🔒 Security + 🔧 DevOps intermediate

Rate Limiting

A technique to control the number of requests a client can make to an API or service within a specified time window.

What is Rate Limiting?

Rate limiting is a strategy used to control the rate of requests that clients can make to a server.

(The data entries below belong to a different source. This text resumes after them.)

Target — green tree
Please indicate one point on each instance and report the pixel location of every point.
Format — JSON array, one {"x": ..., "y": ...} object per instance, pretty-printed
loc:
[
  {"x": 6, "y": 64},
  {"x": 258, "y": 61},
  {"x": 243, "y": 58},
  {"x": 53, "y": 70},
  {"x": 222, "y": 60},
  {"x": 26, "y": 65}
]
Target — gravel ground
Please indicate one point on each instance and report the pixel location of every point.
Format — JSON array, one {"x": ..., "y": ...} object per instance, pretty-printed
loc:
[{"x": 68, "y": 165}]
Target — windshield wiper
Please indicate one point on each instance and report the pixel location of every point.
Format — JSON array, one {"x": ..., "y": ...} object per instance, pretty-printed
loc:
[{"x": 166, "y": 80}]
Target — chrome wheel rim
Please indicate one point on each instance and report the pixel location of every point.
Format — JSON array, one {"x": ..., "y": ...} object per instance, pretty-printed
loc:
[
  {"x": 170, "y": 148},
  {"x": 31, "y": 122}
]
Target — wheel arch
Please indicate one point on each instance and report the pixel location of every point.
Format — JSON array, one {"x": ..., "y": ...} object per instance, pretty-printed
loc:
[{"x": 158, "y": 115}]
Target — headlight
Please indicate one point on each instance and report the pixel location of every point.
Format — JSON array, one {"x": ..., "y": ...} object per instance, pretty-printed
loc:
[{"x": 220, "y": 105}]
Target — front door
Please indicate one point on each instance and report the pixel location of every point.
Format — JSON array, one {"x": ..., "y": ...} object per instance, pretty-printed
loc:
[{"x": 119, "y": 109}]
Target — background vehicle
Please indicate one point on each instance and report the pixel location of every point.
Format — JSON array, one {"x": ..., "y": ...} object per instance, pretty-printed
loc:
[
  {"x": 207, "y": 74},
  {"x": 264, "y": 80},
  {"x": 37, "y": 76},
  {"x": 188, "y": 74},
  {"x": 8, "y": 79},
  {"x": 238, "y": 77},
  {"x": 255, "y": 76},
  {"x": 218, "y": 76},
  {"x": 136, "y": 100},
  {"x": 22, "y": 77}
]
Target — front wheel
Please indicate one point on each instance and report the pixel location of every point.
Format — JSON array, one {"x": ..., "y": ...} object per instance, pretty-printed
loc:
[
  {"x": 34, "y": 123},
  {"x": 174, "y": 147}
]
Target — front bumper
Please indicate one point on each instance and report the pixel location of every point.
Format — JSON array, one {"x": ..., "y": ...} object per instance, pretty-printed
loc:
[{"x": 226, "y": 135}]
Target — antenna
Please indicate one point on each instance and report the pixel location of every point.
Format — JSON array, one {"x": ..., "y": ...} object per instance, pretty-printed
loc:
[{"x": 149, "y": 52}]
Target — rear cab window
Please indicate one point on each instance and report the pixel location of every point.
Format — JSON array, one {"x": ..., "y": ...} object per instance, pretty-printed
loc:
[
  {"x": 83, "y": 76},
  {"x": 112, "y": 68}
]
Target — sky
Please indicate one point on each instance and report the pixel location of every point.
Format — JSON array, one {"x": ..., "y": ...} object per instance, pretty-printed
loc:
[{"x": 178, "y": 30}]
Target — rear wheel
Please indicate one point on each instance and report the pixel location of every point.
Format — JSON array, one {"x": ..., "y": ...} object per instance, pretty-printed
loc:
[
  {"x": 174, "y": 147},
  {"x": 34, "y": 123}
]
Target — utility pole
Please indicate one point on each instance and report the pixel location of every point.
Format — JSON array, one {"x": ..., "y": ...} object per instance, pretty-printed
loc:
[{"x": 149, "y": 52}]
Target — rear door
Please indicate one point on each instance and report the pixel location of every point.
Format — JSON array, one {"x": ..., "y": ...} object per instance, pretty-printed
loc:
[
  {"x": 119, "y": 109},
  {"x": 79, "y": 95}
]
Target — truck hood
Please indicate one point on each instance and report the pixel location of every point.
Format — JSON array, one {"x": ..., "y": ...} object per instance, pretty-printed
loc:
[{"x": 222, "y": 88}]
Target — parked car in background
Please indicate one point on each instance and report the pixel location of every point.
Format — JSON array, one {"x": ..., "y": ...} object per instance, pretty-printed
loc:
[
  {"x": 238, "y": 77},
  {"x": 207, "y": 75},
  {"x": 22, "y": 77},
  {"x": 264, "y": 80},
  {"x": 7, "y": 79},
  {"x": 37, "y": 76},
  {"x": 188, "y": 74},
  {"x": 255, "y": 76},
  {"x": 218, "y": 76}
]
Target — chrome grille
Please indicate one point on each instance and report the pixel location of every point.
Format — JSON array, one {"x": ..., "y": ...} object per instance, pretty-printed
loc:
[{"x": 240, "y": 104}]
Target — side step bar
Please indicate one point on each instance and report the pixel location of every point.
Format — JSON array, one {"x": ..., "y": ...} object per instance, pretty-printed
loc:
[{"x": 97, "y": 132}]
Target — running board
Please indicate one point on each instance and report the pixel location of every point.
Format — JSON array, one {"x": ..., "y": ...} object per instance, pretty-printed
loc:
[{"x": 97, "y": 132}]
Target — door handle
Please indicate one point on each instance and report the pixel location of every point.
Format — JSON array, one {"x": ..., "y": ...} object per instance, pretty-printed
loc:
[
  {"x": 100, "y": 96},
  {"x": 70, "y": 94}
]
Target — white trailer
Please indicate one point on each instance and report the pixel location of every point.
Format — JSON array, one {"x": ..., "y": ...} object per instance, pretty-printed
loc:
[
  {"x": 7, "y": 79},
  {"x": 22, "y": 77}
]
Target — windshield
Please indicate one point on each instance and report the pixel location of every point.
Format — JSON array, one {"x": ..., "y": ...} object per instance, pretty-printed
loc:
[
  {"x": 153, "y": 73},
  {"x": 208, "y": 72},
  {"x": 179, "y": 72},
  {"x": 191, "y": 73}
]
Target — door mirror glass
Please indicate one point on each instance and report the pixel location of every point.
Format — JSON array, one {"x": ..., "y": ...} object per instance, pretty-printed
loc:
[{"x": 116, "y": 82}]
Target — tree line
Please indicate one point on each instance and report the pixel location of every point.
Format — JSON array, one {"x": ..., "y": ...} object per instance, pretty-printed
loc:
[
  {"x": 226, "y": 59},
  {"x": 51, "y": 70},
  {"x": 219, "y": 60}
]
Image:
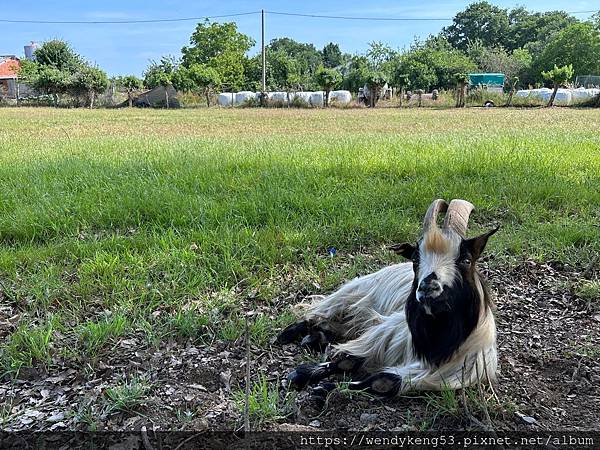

It protects APIs from abuse, ensures fair usage, and prevents system overload.

Why Rate Limit?

Threat Protection
DDoS attacks Limit request flood
Brute force Slow down password guessing
Scraping Prevent data harvesting
API abuse Enforce fair usage
Cost control Limit expensive operations

Common Algorithms

1. Fixed Window

Count requests in fixed time intervals:

Window: 1 minute
Limit: 100 requests

[Minute 0-1]: 100 requests allowed
[Minute 1-2]: Counter resets, 100 more allowed

Problem: Burst at window boundaries (200 requests in 2 seconds)

2. Sliding Window

Smooths out the fixed window problem:

Current time: 1:30
Look back 60 seconds
Count: 30 requests in last 30 sec of previous window
     + 50 requests in first 30 sec of current window
     = 80 weighted requests

3. Token Bucket

Tokens replenish over time:

Bucket capacity: 10 tokens
Refill rate: 1 token/second

Request arrives:
  - If tokens > 0: Allow, consume 1 token
  - If tokens = 0: Reject (429 Too Many Requests)

4. Leaky Bucket

Requests processed at constant rate:

Queue capacity: 10
Processing rate: 1 request/second

Overflow: Rejected when queue full

Implementation

FastAPI with slowapi

from fastapi import FastAPI
from slowapi import Limiter
from slowapi.util import get_remote_address

limiter = Limiter(key_func=get_remote_address)
app = FastAPI()

@app.get("/api/search")
@limiter.limit("10/minute")
async def search(request: Request, q: str):
    return {"results": [...]}

Express.js with express-rate-limit

const rateLimit = require("express-rate-limit");

const limiter = rateLimit({
    windowMs: 60 * 1000,  // 1 minute
    max: 100,             // 100 requests per window
    message: "Too many requests"
});

app.use("/api/", limiter);

Nginx

http {
    limit_req_zone $binary_remote_addr zone=api:10m rate=10r/s;

    server {
        location /api/ {
            limit_req zone=api burst=20 nodelay;
        }
    }
}

Response Headers

HTTP/1.1 200 OK
X-RateLimit-Limit: 100
X-RateLimit-Remaining: 45
X-RateLimit-Reset: 1640000000
Retry-After: 30

Rate Limit by Key

Key Type Use Case
IP address Anonymous users
API key Authenticated apps
User ID Per-user limits
Endpoint Different limits per route

Best Practices

✅ Return 429 Too Many Requests with Retry-After header
✅ Use distributed storage (Redis) for multi-server setups
✅ Different limits for different endpoints
✅ Higher limits for authenticated users
✅ Implement backoff in clients
❌ Don't rely solely on IP (NAT, proxies)

// Example Usage

GitHub's API allows 60 requests/hour for unauthenticated users and 5,000/hour for authenticated users.